One of my favorite stops in Death Valley is Rhyolite. An old abandon mining town. At one time it was a very prosperous place.

The Grand Hotel of Rhyolite.. Long abandoned.

What is left of a majestic building built in the desert

If you look at the top left you will see a small pile of bricks. All that is left of the original facade. Amazing how that little bit survives.

This was part of an abandoned jewelry store. The room in the middle used to be a safe where the jewels were stored. If you wanted a woman to move here with you, you had to buy lots of jewels for her!

The road out of Rhyolite. As you can see if you lived there neighbors were not a problem....

I didn't step one foot off the road!

What is left of the rail road coming to Rhyolite.

Out next stop was the Alabama Hills. A short ride before we leave Lone Pine. Just looking at these pictures you can imagine your favorite Hollywood cowboy riding here.

Dramatic geology everywhere you look.

Behind the Alabama Hills are the High Sierra mountain range. Still snow on the tops but not nearly enough.
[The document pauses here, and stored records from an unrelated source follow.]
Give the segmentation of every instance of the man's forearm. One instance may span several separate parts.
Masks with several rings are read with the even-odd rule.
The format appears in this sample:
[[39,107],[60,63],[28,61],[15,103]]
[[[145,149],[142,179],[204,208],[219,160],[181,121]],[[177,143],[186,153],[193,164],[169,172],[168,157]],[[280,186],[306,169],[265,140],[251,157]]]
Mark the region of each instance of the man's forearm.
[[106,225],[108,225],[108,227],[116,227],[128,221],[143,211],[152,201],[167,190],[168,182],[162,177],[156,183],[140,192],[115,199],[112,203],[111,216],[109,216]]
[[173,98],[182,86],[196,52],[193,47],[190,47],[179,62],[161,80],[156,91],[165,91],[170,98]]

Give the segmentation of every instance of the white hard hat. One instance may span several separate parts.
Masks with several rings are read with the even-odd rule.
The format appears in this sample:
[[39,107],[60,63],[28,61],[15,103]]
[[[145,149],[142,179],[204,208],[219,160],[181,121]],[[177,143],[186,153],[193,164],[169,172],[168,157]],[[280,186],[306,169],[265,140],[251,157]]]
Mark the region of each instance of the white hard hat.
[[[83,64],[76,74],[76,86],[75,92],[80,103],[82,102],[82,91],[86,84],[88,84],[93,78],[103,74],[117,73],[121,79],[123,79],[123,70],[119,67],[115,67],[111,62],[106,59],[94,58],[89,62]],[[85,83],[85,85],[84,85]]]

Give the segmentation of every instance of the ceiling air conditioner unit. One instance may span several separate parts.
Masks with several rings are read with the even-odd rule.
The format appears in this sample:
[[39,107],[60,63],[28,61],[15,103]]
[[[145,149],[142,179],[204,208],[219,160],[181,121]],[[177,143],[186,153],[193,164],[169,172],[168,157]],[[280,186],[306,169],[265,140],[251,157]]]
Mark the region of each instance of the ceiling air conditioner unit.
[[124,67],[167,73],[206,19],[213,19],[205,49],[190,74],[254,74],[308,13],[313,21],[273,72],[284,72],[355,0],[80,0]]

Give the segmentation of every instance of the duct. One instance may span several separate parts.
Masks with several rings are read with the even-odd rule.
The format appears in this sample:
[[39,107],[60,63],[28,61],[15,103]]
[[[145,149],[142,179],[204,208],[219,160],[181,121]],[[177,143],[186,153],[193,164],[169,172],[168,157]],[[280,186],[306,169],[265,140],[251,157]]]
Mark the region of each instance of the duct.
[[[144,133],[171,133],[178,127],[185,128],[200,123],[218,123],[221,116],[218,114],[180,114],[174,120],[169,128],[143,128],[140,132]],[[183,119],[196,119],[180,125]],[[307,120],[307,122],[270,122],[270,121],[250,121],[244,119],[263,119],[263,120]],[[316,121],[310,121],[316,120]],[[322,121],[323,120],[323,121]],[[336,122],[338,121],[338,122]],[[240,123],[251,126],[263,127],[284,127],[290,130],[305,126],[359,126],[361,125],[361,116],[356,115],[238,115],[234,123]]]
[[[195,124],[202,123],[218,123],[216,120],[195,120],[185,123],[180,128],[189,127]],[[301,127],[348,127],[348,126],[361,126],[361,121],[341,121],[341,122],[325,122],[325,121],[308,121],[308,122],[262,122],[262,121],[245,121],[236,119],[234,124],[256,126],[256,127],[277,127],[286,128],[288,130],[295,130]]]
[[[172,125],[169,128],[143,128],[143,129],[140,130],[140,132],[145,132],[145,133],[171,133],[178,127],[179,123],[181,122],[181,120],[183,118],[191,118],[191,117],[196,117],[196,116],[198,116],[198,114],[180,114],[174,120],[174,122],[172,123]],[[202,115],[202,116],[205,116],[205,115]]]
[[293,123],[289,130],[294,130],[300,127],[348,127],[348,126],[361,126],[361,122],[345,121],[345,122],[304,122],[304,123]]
The sexiest rock in the area.

Proof I rode here.

A quick road side stop. Nice to find some shade.

The only proof I was here.

After Lone Pine we headed north on Hwy 395. Surprisingly cold and damp.

The next day we headed to Bodie , Ca. I have wanted to go here for years but it is certainly off the beaten track. We rode 20+ miles up a winding road us the side of a mountain. Bodie is locate at over 12,000 feet elevation so it is above the tree line.

Bodie is an abandon mining town. Silver and gold were discovered there in the mid 1800s and was actively mined up to the 1940s

Billions of dollars worth of silver and gold were brought out of there. Sadly Mr. Brodie who discovered the location never saw a penny. He froze to death his second year there.

At one point it was a fairly large city with lots of amenities. Imagine in the 1800s hauling all the supplies up this mountain my horse and buggy. It is located so high EVERYTHING had to be brought in. There were no trees for lumber and it was to high to grow much food and hunting was scarce. Slightly easier when the automobile was invented.

It is amazingly well preserved. 

A few of the homes are still lived in by park rangers and occasional guests.

Some of the stores still have some inventory in them!

When the people left, they just left. Most buildings have lots of belongings in them.

The first and only gas station in Bodie.

If I had lived by then this would have been my shop, the only auto repair shop in town.

Hope you enjoyed this brief tour of California History.